Full Contact Fighter’s “The Daily Takedown:” King Mo Needs to Raise His Left Hand; Jason Herzog Needs to Open His Eyes
By Joshua Molina
Notes from Bellator last night on Spike TV.
King Mo Lawal needs to keep his left hand up.
It didn’t matter much last night against Przemyslaw Mysiala, but it will against a more skilled opponent.
Mo is training with Floyd Mayweather Sr., and it shows. He’s dangling that left hand like a spaghetti strand falling from the side of a plate.
He better keep it up or he’s gonna get dropped eventually.
And despite his trip to Amsterdam to work on his kickboxing, Mo didn’t throw a lot of kicks.
Still he looked comfortable and confident out there.
Referee Jason Herzog had a bad night. It’s not a good thing when a fighter has to walk away and tell you to stop a fight when you should have done it in the first place.
It was clear that Michail Tsarev couldn’t stand on his left leg after a vicious kick from opponent Douglas Lima.
Tsarev hobbled around unable to stand. He eventually fell to his back in a desperate attempt to bait his opponent to the ground.
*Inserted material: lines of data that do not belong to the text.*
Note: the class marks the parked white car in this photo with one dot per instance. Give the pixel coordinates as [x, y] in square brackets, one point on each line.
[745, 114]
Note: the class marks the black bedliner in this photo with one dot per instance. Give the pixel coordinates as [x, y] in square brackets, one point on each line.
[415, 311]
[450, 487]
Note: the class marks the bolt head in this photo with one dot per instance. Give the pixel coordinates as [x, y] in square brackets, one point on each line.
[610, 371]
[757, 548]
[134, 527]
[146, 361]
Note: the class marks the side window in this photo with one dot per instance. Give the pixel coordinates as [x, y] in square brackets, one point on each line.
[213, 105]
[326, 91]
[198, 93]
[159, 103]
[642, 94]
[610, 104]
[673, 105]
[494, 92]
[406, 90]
Herzog stood him up and Lima dismantled him before he felt so bad that he pointed at Tsarev, looked at the ref, nudging Herzog to stop the fight.
Herzog later would top his apathetic performance in the Ben Askren vs. Karl Amoussou fight.
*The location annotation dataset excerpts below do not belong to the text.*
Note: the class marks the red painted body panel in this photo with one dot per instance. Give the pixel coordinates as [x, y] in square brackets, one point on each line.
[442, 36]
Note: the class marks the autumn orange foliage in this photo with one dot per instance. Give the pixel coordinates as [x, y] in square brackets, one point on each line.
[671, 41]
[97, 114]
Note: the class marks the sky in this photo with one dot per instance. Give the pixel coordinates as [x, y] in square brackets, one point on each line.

Maybe Herzog got caught up in Bellator’s cross-promotion with TNA wrestling because Herzog let Amoussou take a beating like it was a 1980s Ric Flair vs. Dusty Rhodes fight.
Askren pounded Amoussou on the ground en route to defending his welterweight championship.
Blood gushed from Amoussou’s face as he tried to fight back from his back. Askren smashed him with dozens of shots to the head, eventually closing his eye shut.
Herzog should have stopped the fight in round 3, but he let it go until the doctor stopped it in between rounds.
At a time when MMA promoters are saying the sport is safer than boxing, this fight flew in the face of that.
If it were boxing, Amoussou would not have been allowed to take that kind of punishment.
A beating like that shortens careers, and might do much worse in the long run.